American – where upgrades beat out revenue passengers on a full flight

Several weeks ago I booked a ticket which featured early morning segments from JFK to LA and onwards to Honolulu. Roll forwards and the schedule padding to accommodate the runway works at LAX kicks in and AA rebook my flight to a lunchtime departure with a minuscule 40 minute connecting time at LA.

So, today I was awake early and came to standby for an earlier departure at JFK. The 11am seemed fine, the agent in the Flagship Lounge moved my reservation and out popped a boarding pass with a seat assignment.

Yes! I thought.

Roll forwards to the gate where, as I was boarding,  there was a Seat Dupe message! The agent explained that I shouldn’t have been allocated the seat and if I waited they were sure they would get me on. OK, I had a window by the loo, how much worse could another seat be?

‘Mr MilesFromBlighty I am afraid we don’t have a seat for you today’. What?

‘Do you want me to check you in for your other flight?’

There, clearly on the screen were people that they had upgraded in preference to accommodating me, a revenue passenger with a confirmed seat. I did notice at the gate that a number of people seemed to know the gate agents and perhaps that’s how they secured their upgrades, I will never know.

‘I could offer you a seat in the main cabin’. I resisted the temptation to laugh! There were clearly two names on the upgrade list behind the podium

So it seems that at AA, upgrades take precedence.

Comments

  1. @JL – indeed however I was No1 on the standby list and they had booked coach tickets. Wouldn’t you expect to clear revenue standbys before doing upgrades?

  2. I would have raised hell. This is also why you should always board first. Once your butt is in that seat, it is much harder to screw you over on a seat dupe.

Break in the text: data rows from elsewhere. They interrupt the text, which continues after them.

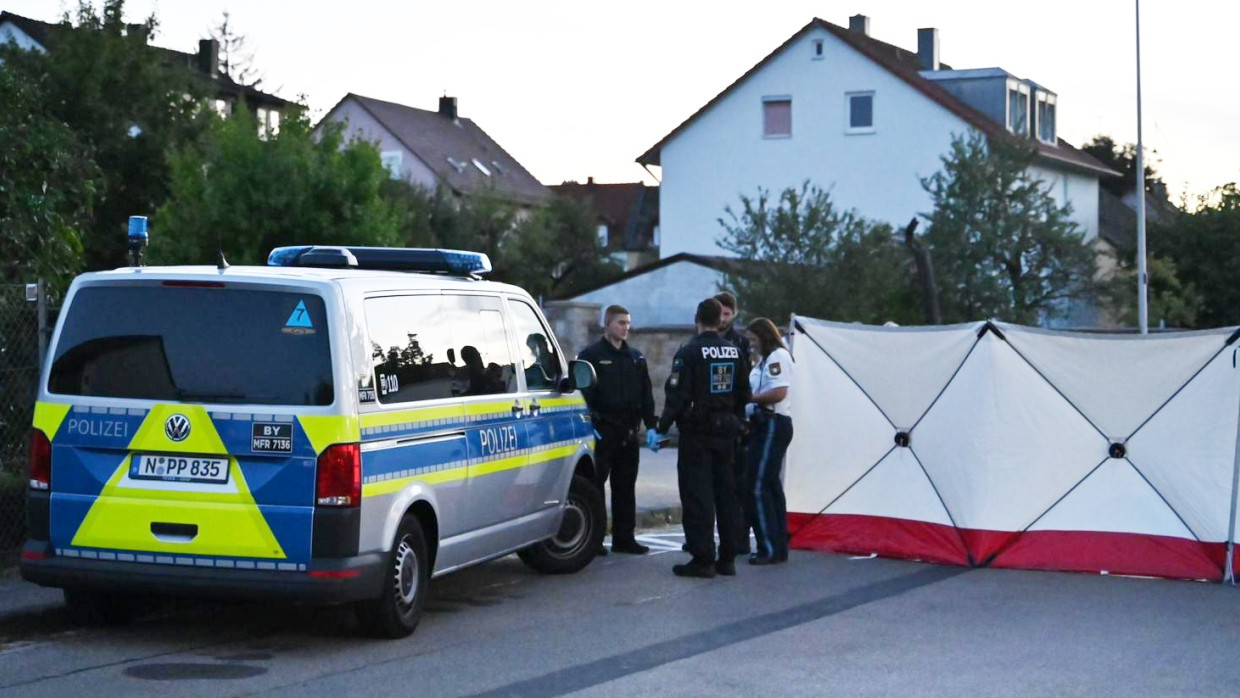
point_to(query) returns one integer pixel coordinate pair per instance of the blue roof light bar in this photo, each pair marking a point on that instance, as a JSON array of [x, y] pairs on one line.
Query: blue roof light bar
[[454, 262]]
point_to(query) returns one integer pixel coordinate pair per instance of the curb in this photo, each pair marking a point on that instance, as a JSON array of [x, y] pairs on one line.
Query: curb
[[660, 517]]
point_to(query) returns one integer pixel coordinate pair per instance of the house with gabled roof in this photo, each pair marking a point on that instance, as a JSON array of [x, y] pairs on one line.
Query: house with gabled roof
[[438, 149], [858, 117], [226, 93], [625, 215]]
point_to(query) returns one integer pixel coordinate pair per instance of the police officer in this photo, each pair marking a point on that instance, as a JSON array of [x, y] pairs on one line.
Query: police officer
[[707, 392], [619, 403], [728, 331]]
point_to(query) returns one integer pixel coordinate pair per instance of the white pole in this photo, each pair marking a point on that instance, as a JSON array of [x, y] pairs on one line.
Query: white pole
[[1142, 277], [1228, 575]]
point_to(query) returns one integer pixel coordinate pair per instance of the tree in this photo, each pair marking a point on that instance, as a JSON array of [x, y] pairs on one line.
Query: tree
[[554, 252], [243, 194], [1204, 246], [799, 253], [1001, 244], [127, 102], [1124, 160], [47, 189], [236, 56]]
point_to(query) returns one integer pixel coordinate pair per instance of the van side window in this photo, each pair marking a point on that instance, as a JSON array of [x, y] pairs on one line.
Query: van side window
[[540, 358], [484, 362], [411, 349]]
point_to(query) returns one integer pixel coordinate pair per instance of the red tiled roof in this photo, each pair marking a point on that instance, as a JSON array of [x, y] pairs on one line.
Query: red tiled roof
[[435, 139], [905, 66], [631, 210]]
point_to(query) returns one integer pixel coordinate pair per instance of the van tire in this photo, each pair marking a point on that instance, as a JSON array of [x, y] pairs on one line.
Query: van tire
[[406, 582], [87, 608], [579, 537]]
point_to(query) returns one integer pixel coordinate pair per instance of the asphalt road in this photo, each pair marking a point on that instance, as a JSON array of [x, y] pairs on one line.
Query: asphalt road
[[821, 625]]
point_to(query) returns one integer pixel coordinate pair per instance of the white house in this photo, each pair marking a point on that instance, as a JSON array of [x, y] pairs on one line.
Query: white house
[[858, 117]]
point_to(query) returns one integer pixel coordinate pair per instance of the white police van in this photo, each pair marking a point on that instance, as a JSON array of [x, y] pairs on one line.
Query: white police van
[[337, 427]]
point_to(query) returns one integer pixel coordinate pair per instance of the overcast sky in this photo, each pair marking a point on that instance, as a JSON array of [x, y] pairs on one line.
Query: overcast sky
[[580, 88]]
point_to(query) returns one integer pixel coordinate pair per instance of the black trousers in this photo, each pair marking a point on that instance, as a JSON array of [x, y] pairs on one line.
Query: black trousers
[[768, 443], [708, 494], [616, 458]]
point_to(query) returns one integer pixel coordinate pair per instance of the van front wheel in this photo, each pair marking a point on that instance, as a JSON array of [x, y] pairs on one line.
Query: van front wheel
[[579, 536], [406, 578]]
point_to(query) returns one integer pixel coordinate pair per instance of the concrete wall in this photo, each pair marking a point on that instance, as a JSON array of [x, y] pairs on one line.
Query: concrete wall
[[666, 296], [361, 124], [723, 154]]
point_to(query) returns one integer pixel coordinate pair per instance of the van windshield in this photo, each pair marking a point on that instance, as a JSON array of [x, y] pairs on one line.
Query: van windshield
[[190, 344]]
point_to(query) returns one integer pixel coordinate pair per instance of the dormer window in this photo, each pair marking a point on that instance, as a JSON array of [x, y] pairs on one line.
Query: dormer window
[[1018, 108], [1047, 118]]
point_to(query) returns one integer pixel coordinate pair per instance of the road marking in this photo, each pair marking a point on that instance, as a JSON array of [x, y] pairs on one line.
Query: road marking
[[589, 675]]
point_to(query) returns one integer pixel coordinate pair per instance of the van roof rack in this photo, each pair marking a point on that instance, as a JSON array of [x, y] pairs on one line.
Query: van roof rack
[[425, 260]]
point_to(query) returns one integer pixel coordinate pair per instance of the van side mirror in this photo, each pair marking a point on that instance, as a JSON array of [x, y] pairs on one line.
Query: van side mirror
[[580, 376]]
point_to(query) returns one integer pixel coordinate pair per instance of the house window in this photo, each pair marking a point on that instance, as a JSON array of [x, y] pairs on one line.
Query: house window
[[1047, 119], [778, 117], [861, 113], [393, 161], [1018, 109], [268, 123]]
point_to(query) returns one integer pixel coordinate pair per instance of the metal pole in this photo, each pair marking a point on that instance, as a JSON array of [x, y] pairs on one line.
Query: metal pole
[[1142, 275], [1228, 574], [41, 309]]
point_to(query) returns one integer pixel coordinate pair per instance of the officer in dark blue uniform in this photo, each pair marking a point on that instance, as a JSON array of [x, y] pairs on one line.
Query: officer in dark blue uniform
[[707, 392], [619, 403], [728, 331]]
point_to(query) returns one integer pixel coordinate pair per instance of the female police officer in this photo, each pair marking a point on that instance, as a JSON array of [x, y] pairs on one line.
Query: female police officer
[[769, 437]]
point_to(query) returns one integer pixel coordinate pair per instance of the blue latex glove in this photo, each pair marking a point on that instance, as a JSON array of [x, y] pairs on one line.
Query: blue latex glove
[[654, 439]]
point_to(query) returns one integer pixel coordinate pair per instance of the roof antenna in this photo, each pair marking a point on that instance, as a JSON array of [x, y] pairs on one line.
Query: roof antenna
[[221, 263]]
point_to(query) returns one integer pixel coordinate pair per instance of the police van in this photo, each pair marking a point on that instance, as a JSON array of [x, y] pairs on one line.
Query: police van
[[336, 427]]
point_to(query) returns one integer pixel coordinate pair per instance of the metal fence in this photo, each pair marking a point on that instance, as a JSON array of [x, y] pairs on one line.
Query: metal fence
[[21, 341]]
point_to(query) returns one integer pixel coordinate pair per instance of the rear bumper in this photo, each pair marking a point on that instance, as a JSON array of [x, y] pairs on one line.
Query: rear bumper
[[326, 580]]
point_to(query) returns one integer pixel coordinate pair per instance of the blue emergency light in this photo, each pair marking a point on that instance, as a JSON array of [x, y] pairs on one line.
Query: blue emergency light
[[138, 239], [454, 262]]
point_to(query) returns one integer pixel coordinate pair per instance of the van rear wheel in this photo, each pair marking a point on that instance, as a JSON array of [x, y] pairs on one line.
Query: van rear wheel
[[579, 536], [406, 578]]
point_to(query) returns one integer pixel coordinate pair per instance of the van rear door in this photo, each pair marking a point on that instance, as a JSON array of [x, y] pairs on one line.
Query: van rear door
[[179, 427]]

  3. “Wouldn’t you expect to clear revenue standbys before doing upgrades?” Maybe not always, but in this case, once a BP has been issued, then heck yes.

    I really cannot fathom a GA daring to grab a paying passenger’s BP to make room for an upgrade, unless it is Bob Crandall himself!!

    May we assume that in the end you boarded your original flight and got to LAX, the mess that LAX currently is, without a problem?

  4. This happened to me once on United. Luckily I boarded first and had my butt in the seat. The other guy didn’t get to fly … Board early ..

  5. @Joseph – got on the original flight which then had a mechanical delay so got to LA with 2 minutes to spare for the connection and despite parking right next to the connecting flight they would not open the door for us. Ended up that flight left 30 minutes later but they wouldn’t re-open it. Now waiting 2.5 hours for the next Hawaii flight where I have a seat in the back row of First, next to the loo.